Why Stockton? Why Airport Way?

“The short answer is Michael Tubbs,” Ouyang said. “We were at a TED (technology, entertainment, design) conference in May of 2013. We hadn’t met until then. Michael is an inspiration for doing important things with your life. Instead of making money for himself, he was drawn back to his hometown.”

On Friday, Ouyang walked gritty streets, talked to STAND board members and heard about the long history of failed efforts to rebuild a seven-block stretch of Airport Way.

His idea is to bring a team of up to 20 university students to Stockton, first to gather and analyze information and then to identify the obstacles to change. If all goes well, next spring Ouyang will present the Stockton City Council with a plan for the corridor. Unlike many academic exercises, this one will have a component that addresses funding.

STAND board members expressed enthusiasm for the attention from Stanford and for the prospect of change after decades of frustration over crime, drug dealing and slumlords in the area. Tubbs has generated much of their optimism.

“Michael is a different breed,” said Virginia Gorman, president of the affordable-housing organization. “He is totally committed to south Stockton.”

Ouyang, only minutes after arriving at Airport and Eighth, said he shares that passion. He already has lined up support for the project from the University of Ljubljana.
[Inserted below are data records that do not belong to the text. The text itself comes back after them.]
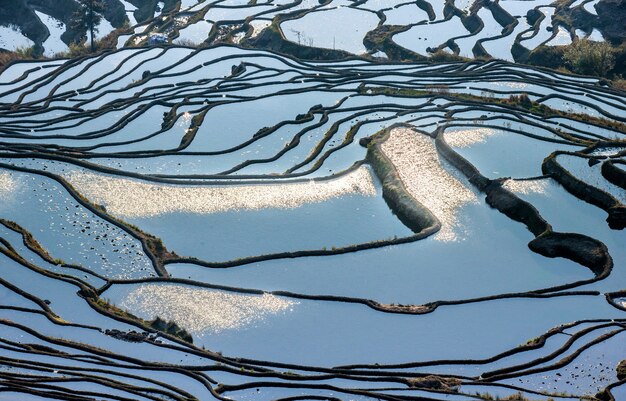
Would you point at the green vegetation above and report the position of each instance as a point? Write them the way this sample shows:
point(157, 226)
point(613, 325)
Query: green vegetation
point(585, 57)
point(522, 101)
point(159, 324)
point(87, 17)
point(590, 58)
He is trying to recruit student participation from Denmark and China, saying that faculties at the University of Aalborg and Tsinghua University in Beijing have expressed an interest but might wait a year to join.

The Stockton case study will proceed regardless, he said.

“What have other cities done? What do residents want? What does the city favor? This project will not be developer driven. It might help that we are outsiders,” Ouyang said. “We can say it as we see it.”

Ouyang has created what he calls the Global Urban Development Program as an interdisciplinary approach to urban development. He calls it an international, project-based course of learning. In the class description, he writes that “Stockton, California, is looking for strategic solutions to redevelop and revitalize its District 6 neighborhood in the midst of political, economic and social challenges.”

With his eyes wide open, the grad student from Stanford is about to step into the middle of decades of Stockton neglect, decline and misuse.